La severidad con que el joven Domingo se condenó a hacer penitencia por un crimen que él no había cometido, es un reproche para todos aquellos que, tras de ofender a Dios a sabiendas, esperan el perdón, sin poner las condiciones de la verdadera penitencia. Los padres de Domingo, que ambicionaban para su hijo una brillante carrera eclesiástica, regalaron al obispo una piel de cabra para que le ordenase sacerdote. Cuando Domingo se enteró de ello, concibió graves escrúpulos sobre su ordenación y jamás volvió a celebrar la misa ni a ejercer los ministerios sacerdotales. Por entonces había en Umbría, en las fragosidades de los Apeninos, un santo varón llamado Juan de Montefeltro que se consagraba a la vida eremítica con sus dieciocho discípulos. Domingo acudió a él y le rogó que le admitiese en la comunidad. Juan de Montefeltro aceptó gustoso. El fervor con el que Domingo se entregó a la penitencia, era la mejor prueba de la pena que consumía su corazón. Algunos años después, hacia 1042, Domingo se retiró a la ermita de Fonte Avellana, gobernada entonces por san Pedro Damián.
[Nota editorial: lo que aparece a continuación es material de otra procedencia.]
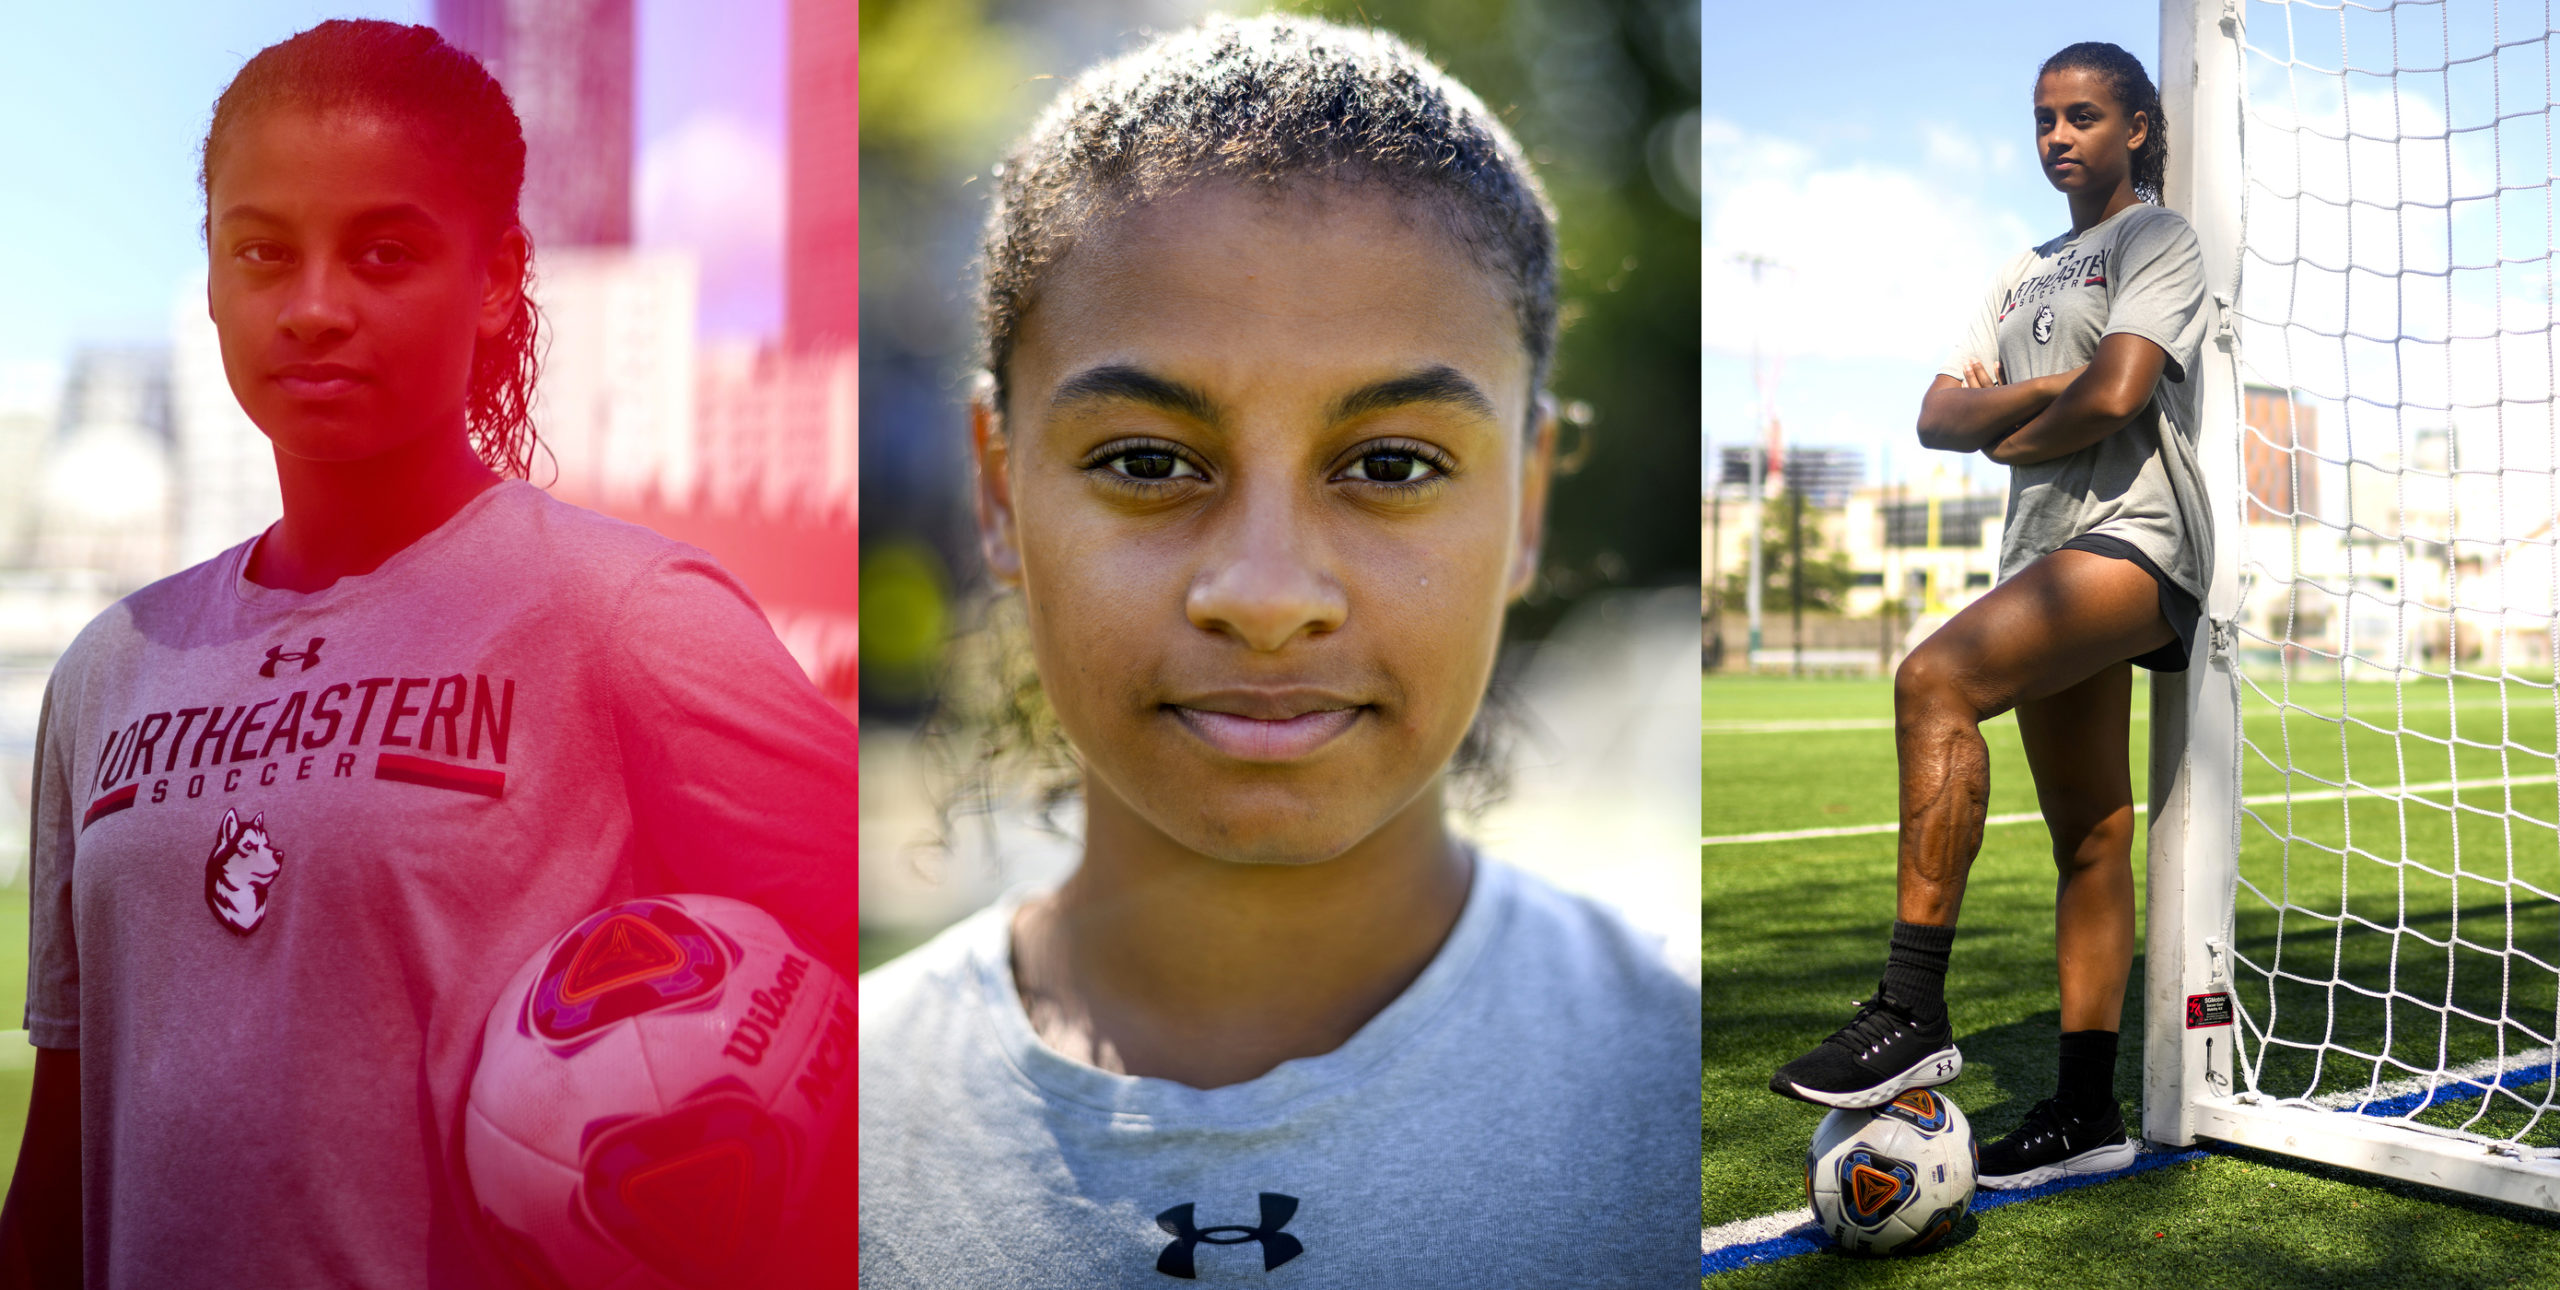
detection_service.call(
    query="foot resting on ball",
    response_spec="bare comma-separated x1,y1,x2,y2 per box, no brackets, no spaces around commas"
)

El abad quedó sorprendido por el espíritu de penitencia de Domingo, por más que estaba acostumbrado a los ejemplos de penitencia heroica. Domingo vestía una especie de cota de malla de puntas aceradas, por lo cual se le apodó el «loriactus» o enmallado. Como si eso fuera poco, solía atarse cadenas en los miembros, y sus frecuentes disciplinas sobrepasaban toda medida. Se alimentaba exclusivamente de pan, hierbas y agua, en cantidades muy reducidas, y dormía de rodillas. Vestido con su coraza de cilicio y ceñido de cadenas acostumbraba hacer numerosas postraciones o permanecer con los brazos en cruz hasta que se agotaba su resistencia. El santo practicó ese género de penitencias hasta el fin de su vida. Dios le llamó a Sí pocos años después de que Domingo había sido nombrado superior de la ermita que san Pedro Damián fundó en San Severino. Santo Domingo rezó maitines y laudes con sus monjes la última noche de su vida, y murió cuando éstos empezaban a cantar prima, el 14 de octubre de 1060.
Prácticamente, todo lo que sabemos sobre santo Domingo se reduce a lo que cuenta san Pedro Damián. En Acta Sanctorum, oct., vol. IV, se hallan reunidos todos los datos de importancia. Véase también a A.M. Zimmermann, Kalendarium benedictinum, vol. III (1937), pp. 178-181; y Annales Camaldulenses, vol. II.